🤖 AI Summary
This work addresses the challenge of effectively aggregating predictive distributions in deep ensembles to enhance both performance and reliability. From a log-likelihood perspective, the authors systematically analyze generalized mean-normalized aggregation and establish, for the first time, a unified theoretical framework that characterizes the behavior of aggregation across different orders \( r \). They rigorously prove that the aggregated prediction strictly outperforms any individual model if and only if \( r \in [0,1] \), thereby providing a solid theoretical foundation for the empirical success of linear pooling (\( r=1 \)) and geometric pooling (\( r \to 0 \)). Extensive experiments on image and text classification benchmarks confirm the practical relevance and effectiveness of the proposed theory.
📝 Abstract
Density aggregation is a central problem in machine learning, for instance when combining predictions from a Deep Ensemble. The choice of aggregation remains an open question with two commonly proposed approaches being linear pooling (probability averaging) and geometric pooling (logit averaging).
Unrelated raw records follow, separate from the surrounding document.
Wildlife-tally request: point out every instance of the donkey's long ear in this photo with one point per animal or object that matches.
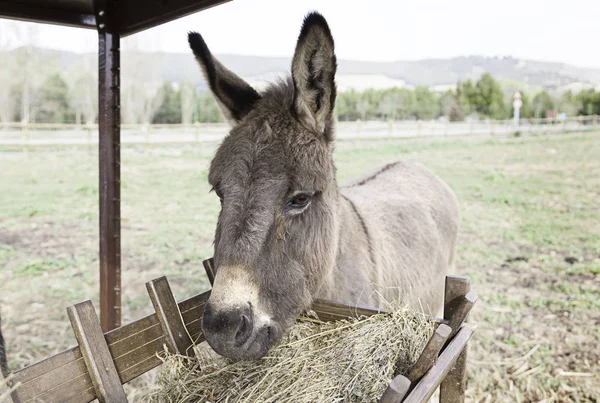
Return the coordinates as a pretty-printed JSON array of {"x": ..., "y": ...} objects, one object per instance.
[
  {"x": 313, "y": 73},
  {"x": 235, "y": 97}
]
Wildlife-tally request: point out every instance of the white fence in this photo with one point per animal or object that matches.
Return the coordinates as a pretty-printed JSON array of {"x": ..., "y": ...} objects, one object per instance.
[{"x": 31, "y": 135}]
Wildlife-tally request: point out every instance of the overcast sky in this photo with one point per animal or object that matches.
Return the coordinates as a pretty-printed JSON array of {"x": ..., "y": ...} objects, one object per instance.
[{"x": 381, "y": 30}]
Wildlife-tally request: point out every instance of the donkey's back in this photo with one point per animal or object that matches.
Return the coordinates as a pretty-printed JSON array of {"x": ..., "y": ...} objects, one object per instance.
[{"x": 412, "y": 219}]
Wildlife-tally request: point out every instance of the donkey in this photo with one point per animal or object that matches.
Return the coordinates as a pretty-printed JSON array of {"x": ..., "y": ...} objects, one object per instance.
[{"x": 286, "y": 233}]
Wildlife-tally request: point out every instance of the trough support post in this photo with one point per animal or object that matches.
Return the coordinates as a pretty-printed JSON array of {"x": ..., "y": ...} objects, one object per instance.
[
  {"x": 169, "y": 317},
  {"x": 109, "y": 132},
  {"x": 96, "y": 355},
  {"x": 452, "y": 389}
]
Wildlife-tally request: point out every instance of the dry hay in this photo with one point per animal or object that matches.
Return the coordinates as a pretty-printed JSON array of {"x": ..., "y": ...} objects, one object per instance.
[{"x": 348, "y": 360}]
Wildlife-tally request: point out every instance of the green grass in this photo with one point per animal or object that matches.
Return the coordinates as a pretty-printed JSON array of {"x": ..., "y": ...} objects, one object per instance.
[{"x": 536, "y": 198}]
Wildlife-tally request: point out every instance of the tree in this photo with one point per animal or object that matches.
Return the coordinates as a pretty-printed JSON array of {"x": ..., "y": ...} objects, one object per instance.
[
  {"x": 207, "y": 109},
  {"x": 54, "y": 106},
  {"x": 590, "y": 102},
  {"x": 425, "y": 106},
  {"x": 141, "y": 84},
  {"x": 469, "y": 97},
  {"x": 490, "y": 98},
  {"x": 28, "y": 79},
  {"x": 7, "y": 74},
  {"x": 170, "y": 109},
  {"x": 83, "y": 83},
  {"x": 569, "y": 104},
  {"x": 187, "y": 100}
]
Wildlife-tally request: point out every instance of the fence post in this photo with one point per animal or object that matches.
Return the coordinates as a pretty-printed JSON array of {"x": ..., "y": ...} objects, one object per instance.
[
  {"x": 25, "y": 137},
  {"x": 89, "y": 132},
  {"x": 146, "y": 129},
  {"x": 452, "y": 389}
]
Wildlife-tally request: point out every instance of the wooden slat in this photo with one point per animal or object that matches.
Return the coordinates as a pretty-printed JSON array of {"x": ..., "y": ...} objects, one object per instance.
[
  {"x": 6, "y": 387},
  {"x": 458, "y": 302},
  {"x": 461, "y": 311},
  {"x": 79, "y": 388},
  {"x": 96, "y": 355},
  {"x": 430, "y": 353},
  {"x": 169, "y": 317},
  {"x": 125, "y": 346},
  {"x": 50, "y": 375},
  {"x": 432, "y": 379},
  {"x": 396, "y": 391},
  {"x": 56, "y": 379}
]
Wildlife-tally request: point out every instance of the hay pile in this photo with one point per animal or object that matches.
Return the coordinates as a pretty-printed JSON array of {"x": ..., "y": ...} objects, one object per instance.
[{"x": 350, "y": 360}]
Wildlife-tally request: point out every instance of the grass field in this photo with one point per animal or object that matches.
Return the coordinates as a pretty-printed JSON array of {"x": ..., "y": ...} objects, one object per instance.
[{"x": 530, "y": 241}]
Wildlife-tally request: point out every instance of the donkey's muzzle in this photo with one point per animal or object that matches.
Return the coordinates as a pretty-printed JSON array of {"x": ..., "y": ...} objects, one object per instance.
[{"x": 227, "y": 330}]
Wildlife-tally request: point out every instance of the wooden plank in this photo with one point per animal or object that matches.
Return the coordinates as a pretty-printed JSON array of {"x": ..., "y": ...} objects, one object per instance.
[
  {"x": 126, "y": 345},
  {"x": 432, "y": 379},
  {"x": 396, "y": 391},
  {"x": 96, "y": 355},
  {"x": 7, "y": 386},
  {"x": 169, "y": 317},
  {"x": 135, "y": 16},
  {"x": 55, "y": 378},
  {"x": 79, "y": 388},
  {"x": 456, "y": 309},
  {"x": 461, "y": 312},
  {"x": 430, "y": 353},
  {"x": 126, "y": 364},
  {"x": 209, "y": 267}
]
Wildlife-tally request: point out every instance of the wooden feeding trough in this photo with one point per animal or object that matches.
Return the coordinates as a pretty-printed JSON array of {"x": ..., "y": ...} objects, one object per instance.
[{"x": 102, "y": 362}]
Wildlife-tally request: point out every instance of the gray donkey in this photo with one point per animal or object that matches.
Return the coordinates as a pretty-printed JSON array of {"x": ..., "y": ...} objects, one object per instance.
[{"x": 286, "y": 233}]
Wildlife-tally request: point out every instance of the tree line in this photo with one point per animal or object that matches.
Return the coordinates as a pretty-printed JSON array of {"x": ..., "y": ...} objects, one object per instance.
[{"x": 34, "y": 89}]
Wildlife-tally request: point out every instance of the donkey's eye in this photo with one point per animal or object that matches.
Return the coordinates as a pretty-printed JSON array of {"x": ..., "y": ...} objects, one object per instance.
[{"x": 300, "y": 200}]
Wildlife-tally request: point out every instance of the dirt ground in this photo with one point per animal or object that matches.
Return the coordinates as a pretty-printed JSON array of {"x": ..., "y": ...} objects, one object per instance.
[{"x": 529, "y": 241}]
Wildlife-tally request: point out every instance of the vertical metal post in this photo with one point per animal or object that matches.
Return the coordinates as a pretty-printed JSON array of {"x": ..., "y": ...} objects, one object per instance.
[{"x": 109, "y": 158}]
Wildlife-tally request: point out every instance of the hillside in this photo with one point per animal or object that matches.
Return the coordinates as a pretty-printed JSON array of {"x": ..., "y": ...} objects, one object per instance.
[{"x": 436, "y": 73}]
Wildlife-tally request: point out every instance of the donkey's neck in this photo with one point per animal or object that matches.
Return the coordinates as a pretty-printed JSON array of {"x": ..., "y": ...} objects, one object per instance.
[{"x": 349, "y": 280}]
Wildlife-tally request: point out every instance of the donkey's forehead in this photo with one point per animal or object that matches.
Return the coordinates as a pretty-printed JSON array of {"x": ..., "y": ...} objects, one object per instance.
[{"x": 271, "y": 152}]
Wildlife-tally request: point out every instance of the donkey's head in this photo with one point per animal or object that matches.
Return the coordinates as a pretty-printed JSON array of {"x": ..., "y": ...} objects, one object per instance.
[{"x": 276, "y": 237}]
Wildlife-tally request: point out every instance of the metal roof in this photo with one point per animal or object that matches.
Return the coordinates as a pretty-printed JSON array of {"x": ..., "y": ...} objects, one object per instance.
[{"x": 132, "y": 15}]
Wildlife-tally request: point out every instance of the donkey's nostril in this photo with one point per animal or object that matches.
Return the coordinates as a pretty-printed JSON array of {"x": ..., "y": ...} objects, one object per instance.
[{"x": 244, "y": 330}]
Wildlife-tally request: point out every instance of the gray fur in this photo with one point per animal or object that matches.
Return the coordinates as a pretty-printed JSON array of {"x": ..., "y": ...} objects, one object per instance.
[{"x": 386, "y": 236}]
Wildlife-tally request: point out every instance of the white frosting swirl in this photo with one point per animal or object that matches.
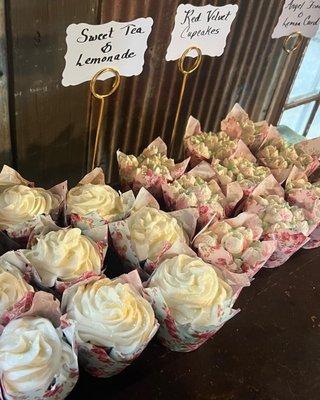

In this work, we address this question by studying the normalized generalized mean of order $r \in \mathbb{R} \cup \{-\infty,+\infty\}$ through the lens of log-likelihood, the standard evaluation criterion in machine learning. This provides a unifying aggregation formalism and shows different optimal configurations for different situations. We show that the regime $r \in [0,1]$ is the only range ensuring systematic improvements relative to individual distributions, thereby providing a principled justification for the reliability and widespread practical use of linear ($r=1$) and geometric ($r=0$) pooling. In contrast, we show that aggregation rules with $r \notin [0,1]$ may fail to provide consistent gains with explicit counterexamples. Finally, we corroborate our theoretical findings with empirical evaluations using Deep Ensembles on image and text classification benchmarks.